A new model for nonlinear static analysis of masonry domes subjected to point loads on the crown is presented. Its simplicity makes it usable in common practise by unexperienced users. Masonry is modelled with elastic hexahedral elements connected by 1D elements representing mortar joints, both meridian and horizontal, on which nonlinearities are concentrated. The aim is to simulate the nonlinear behaviour of domes under vertical loads by using a Finite Element commercial software equipped only with the simplest finite elements, namely point contacts and cutoff bars. The mortar joints nonlinearity is reproduced by two different models. The first of which accounts for elastic perfectly brittle point contacts under Heyman’s hypothesis of no-tension material. Whereas the second exploits elastic perfectly ductile cutoff bars, by which different tensile strengths and masonry orthotropy are considered.
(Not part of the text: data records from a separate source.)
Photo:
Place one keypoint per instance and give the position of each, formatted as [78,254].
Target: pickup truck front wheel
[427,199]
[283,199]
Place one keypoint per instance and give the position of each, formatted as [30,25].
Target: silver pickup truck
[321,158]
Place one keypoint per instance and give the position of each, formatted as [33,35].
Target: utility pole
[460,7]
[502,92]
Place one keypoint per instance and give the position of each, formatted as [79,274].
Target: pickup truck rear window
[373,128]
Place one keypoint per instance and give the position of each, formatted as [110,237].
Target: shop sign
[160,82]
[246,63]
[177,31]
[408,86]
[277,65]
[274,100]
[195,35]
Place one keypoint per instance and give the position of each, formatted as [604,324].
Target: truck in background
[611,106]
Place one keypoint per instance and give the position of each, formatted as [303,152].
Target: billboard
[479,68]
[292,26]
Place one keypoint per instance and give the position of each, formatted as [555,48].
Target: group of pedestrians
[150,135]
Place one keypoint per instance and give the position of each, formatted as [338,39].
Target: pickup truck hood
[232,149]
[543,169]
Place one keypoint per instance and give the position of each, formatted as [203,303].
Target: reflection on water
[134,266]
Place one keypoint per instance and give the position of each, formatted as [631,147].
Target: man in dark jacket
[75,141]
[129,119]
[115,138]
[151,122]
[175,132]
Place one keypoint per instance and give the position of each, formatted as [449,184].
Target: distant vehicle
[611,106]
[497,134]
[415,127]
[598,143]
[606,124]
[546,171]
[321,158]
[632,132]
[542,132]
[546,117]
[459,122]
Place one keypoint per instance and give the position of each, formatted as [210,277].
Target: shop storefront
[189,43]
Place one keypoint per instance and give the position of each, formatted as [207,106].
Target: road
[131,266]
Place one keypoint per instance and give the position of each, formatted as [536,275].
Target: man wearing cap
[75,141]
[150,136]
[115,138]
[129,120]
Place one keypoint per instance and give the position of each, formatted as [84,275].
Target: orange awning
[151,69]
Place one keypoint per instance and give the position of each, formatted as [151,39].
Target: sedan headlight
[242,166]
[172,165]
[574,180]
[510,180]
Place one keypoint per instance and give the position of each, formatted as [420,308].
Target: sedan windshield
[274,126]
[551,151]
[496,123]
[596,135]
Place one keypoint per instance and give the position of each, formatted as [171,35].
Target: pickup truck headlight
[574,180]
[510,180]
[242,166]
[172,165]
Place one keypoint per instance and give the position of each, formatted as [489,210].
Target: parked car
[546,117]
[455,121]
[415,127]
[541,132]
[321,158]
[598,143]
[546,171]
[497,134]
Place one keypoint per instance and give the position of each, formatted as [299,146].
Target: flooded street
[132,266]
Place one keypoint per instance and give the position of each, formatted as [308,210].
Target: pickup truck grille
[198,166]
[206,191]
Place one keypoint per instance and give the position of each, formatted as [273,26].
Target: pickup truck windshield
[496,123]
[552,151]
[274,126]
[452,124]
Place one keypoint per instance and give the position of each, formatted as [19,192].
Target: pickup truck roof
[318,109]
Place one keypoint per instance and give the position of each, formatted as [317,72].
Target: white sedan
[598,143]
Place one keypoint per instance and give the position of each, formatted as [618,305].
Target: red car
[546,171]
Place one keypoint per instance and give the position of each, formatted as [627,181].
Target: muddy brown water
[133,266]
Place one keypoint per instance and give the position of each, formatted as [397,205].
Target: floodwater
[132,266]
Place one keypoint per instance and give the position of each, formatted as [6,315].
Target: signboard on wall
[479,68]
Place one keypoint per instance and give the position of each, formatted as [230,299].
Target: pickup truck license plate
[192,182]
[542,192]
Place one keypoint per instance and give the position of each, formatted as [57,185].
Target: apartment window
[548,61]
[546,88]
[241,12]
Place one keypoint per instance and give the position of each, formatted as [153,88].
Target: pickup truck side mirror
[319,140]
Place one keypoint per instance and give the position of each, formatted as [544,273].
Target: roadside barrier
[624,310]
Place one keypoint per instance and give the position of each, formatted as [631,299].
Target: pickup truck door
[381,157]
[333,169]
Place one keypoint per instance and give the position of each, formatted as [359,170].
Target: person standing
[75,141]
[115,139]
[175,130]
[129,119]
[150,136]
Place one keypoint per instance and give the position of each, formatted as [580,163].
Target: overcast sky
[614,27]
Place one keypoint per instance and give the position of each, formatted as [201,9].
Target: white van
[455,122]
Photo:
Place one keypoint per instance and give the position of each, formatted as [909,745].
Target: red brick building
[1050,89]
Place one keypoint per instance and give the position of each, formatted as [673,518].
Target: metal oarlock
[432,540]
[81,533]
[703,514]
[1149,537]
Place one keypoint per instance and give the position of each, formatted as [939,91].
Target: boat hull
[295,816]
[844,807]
In this last model, to evaluate the increase in load carrying capacity, Fibre Reinforced Polymers (FRP) strips are applied. While in the first model, the position of plastic hinge is well defined at the expense of the ultimate load, in the second model, the plastic hinge is smeared in favour of a major precision and accuracy in the computation of collapse load. The models are benchmarked on a masonry dome experimentally tested. The procedure is validated by comparison of results with a wide range of Finite Elements, numerical approaches and limit analysis available in the literature for the same dome. By the analysis of nonlinear behaviour emerging from load-displacement curves, the robustness and simplicity of the procedure is proven.